For the two-year pilot period, there will be four areas of focus:
- NAIRR Open, the most general category, including “access to various AI resources”, possibly for research and projects that do not fit into the narrow categories that follow.
- NAIRR Secure focused on AI applications that need privacy and security, such as medicine and critical infrastructure. This section is led by NIH and Energy, unsurprisingly.
- NAIRR software focuses more on tools, platforms, services and interoperability.
- NAIRR Classroom is about outreach, education and training.
It may surprise some that there is no external military research category (considering the presence of DARPA and DOD in the partner agencies), but remember that this is a civilian research effort led by the Executive Services. Presumably, any military research will be done in silos, and the military agencies are there to coordinate and assign or provide the appropriate resources in this case.

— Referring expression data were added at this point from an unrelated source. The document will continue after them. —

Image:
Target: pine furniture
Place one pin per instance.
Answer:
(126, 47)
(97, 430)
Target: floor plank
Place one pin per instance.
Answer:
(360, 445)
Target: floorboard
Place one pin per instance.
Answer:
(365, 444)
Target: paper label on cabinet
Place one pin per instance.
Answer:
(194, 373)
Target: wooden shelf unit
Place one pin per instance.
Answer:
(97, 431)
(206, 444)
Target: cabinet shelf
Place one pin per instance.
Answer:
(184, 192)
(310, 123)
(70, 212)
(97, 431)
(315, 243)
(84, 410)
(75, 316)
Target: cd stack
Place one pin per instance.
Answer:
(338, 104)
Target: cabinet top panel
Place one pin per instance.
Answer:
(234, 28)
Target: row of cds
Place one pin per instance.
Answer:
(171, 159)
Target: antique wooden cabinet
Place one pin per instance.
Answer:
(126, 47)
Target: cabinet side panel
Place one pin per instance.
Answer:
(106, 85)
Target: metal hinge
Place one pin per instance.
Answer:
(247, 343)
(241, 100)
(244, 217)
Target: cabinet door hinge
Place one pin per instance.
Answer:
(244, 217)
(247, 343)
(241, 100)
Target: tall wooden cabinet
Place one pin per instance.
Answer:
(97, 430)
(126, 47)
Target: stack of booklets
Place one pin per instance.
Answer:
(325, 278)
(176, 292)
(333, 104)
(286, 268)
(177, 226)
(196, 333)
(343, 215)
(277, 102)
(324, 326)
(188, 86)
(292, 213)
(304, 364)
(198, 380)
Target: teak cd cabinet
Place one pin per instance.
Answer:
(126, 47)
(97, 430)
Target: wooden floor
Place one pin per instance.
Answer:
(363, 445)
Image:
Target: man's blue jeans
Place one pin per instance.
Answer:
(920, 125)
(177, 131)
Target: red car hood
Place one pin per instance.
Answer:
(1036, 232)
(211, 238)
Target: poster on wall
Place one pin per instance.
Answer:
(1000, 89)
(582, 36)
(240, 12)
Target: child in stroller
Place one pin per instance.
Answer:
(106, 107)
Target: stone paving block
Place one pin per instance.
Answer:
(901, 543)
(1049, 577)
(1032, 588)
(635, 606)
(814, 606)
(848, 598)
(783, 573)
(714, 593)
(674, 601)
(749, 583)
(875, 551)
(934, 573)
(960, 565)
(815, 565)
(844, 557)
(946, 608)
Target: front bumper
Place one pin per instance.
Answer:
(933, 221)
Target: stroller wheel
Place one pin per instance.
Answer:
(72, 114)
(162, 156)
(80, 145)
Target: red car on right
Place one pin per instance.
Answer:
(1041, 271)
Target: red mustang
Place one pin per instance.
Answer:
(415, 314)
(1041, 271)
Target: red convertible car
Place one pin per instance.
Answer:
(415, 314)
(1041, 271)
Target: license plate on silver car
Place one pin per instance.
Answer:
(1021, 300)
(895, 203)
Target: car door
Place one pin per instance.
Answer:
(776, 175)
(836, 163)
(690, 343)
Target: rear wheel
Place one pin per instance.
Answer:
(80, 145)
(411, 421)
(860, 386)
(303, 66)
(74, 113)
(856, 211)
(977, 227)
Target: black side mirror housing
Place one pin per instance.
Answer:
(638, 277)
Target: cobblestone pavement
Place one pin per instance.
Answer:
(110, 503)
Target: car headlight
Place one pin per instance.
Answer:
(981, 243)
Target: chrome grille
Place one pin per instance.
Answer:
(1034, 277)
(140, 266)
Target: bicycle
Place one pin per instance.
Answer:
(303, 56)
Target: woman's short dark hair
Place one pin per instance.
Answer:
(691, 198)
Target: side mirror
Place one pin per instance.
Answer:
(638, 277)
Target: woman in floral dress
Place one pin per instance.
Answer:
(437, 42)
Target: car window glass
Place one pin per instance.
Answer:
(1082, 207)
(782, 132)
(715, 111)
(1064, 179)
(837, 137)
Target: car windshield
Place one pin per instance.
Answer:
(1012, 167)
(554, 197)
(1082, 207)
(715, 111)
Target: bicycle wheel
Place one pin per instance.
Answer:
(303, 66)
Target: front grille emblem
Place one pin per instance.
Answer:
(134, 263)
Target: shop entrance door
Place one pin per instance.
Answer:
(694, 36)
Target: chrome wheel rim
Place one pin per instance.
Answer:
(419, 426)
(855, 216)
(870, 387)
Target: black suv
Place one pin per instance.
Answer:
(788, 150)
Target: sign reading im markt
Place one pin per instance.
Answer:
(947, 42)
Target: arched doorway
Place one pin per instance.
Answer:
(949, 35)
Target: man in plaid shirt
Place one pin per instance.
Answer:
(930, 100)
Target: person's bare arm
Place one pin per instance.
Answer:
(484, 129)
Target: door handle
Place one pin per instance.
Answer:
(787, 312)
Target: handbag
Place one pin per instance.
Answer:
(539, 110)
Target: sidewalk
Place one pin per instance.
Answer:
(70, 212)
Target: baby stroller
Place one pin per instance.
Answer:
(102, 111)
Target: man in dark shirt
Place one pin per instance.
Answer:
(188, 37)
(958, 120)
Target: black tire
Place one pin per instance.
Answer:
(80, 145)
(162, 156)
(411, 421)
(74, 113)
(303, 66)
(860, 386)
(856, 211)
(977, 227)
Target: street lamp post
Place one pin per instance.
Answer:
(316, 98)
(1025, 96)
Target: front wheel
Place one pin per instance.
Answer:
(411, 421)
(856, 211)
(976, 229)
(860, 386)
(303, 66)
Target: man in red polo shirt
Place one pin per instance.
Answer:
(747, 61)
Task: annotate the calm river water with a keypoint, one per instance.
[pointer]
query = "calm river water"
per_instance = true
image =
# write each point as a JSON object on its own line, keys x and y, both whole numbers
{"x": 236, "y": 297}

The idea is that if someone has a worthwhile idea on how to apply or advance AI in any field, there should be a field-specific and pending review. But it won’t be like a public library, where you walk into your local AI center and someone builds you an H100 in half an hour. (That said, I wouldn’t be surprised if there was some sort of library-centric viewer.)
You’ll be able to peruse the list of resources on the NAIRR Pilot page starting today, and while there aren’t any hard numbers yet, project leaders said it’s likely only 25-50 proposals will be accepted in this initial pilot period, with hundreds more on the way to open in the spring when more systems come online.